How about if I asked you why you wore that green scabbard? Not quite as musical
as ‘yellow ribbon,’ but. . . They just don’t teach the classics any more.”
“Uhm,
sir? I’m being choked to death here. Can’t old song lyrics wait?”
“And
time is stopped here while we talk.”
“Time
is stopped inside the time bubble?”
“Is
that what this is? I’m sorry, Chris. This is a counselling spell, and nothing
more. The real Father Asplin doesn’t know what’s going on here, and neither do
I. All that this spell knows is that you’re ready to talk about something, and
that it might help in the situation.”
“Hunh?”
“It’s
like I told Gary Gygax back when he was working on Dungeons and Dragons.
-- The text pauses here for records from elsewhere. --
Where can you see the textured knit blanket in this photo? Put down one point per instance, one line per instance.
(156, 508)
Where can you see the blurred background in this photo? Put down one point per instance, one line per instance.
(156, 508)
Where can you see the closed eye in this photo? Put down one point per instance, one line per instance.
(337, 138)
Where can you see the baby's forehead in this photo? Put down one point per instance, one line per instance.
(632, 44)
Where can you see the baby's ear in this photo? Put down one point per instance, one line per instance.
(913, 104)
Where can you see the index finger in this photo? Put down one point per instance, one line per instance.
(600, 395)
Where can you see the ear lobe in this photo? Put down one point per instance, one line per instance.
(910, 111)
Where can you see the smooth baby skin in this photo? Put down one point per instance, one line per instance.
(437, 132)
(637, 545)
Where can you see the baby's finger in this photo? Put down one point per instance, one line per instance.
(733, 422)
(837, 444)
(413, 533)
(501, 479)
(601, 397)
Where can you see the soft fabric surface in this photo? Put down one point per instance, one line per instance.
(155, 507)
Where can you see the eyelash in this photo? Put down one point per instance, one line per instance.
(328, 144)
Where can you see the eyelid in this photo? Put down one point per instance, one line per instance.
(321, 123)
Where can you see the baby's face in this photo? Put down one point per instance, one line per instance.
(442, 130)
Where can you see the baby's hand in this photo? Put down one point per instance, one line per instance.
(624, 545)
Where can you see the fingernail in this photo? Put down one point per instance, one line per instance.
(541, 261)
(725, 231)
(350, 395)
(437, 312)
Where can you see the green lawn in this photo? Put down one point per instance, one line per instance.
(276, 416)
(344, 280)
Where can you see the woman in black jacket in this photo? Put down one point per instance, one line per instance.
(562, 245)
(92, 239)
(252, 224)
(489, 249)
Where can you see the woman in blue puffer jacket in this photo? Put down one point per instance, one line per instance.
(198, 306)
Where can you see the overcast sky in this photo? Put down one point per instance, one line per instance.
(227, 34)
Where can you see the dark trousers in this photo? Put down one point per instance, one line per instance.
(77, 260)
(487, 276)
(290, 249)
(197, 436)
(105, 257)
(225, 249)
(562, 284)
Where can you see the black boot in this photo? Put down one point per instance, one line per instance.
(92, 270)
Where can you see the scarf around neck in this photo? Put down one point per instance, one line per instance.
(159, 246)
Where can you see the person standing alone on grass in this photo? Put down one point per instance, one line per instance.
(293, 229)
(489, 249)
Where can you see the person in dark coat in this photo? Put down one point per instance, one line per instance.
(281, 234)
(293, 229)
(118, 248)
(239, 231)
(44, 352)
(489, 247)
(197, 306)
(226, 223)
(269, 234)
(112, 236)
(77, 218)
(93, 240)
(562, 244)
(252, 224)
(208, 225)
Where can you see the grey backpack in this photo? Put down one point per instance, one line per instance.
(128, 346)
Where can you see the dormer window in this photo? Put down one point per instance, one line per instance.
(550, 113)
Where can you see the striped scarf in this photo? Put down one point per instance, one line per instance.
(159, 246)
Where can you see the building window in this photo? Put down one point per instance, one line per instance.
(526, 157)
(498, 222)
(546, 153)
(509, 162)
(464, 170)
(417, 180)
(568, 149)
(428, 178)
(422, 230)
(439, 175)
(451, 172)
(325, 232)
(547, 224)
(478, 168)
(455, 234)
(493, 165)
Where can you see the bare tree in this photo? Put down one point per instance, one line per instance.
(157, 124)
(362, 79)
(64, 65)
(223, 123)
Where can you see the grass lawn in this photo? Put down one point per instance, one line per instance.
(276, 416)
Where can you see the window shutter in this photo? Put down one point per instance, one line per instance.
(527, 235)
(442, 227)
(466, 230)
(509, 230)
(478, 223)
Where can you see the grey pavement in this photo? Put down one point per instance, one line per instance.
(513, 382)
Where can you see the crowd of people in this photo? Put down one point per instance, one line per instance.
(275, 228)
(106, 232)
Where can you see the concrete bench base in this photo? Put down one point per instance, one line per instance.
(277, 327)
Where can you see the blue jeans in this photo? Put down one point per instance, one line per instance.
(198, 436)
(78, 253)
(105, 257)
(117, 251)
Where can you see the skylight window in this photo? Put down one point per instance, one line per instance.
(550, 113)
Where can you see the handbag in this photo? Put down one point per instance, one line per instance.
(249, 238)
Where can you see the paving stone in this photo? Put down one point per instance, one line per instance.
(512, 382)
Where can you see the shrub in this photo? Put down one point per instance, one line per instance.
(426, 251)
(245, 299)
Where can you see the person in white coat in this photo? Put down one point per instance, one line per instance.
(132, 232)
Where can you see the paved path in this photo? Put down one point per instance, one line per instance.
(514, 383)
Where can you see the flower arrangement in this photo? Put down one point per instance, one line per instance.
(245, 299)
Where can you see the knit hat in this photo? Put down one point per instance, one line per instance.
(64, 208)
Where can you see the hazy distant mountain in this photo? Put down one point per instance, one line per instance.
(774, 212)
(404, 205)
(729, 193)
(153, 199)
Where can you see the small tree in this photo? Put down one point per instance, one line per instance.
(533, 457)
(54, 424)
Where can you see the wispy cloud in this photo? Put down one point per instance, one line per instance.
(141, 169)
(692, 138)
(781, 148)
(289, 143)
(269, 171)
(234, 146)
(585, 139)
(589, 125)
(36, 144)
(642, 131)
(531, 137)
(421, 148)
With magic, you don’t worry about consistent
logic. You worry about the effect of
the spell. This spell has one intended effect: to talk you out of trouble.
Whether it gets you out of detention or saves the world, that’s up to Blue Heaven.”
“Aren’t
you going to say something wise and adviceful now?” Chris asked.
“Do
I have to, Chris?”
“No.
You were going to ask me who I’m really angry at.”
“And?”
“I’m
angry at me.”
“Because?”
“I’m
letting Uncle Henry and Auntie Ma take the place of my parents.”
“Is
that bad?”
“No.
Mom’s dead, and my Dad’s an asshole. But Auntie Ma did kill him.”
“He
had it coming. So?”
“My
anger has led me away from mindfulness, and lack of mindfulness has led me from
the dharma path.”
Father
Asplin disappeared, and Chris could see the real world, or, at least, the real
world of the stasis bubble again. Mario’s arm was still just settling over his
throat. Chris caught Fang’s eyes, or, rather, the weird eyes that formed,
ghostlike, out of the sworls and patterns of fur that coated his massive head. “You
are wrong. To see truly, you must rectify the names. Filial piety is the will of
Blue Heaven, but when the name is not the meaning, the Mandate of Heaven
withdraws from king, son, and father alike.”
“Oh,
Chris,” Fang said. “In the last minute of your life, you want to talk like a fortune cookie?”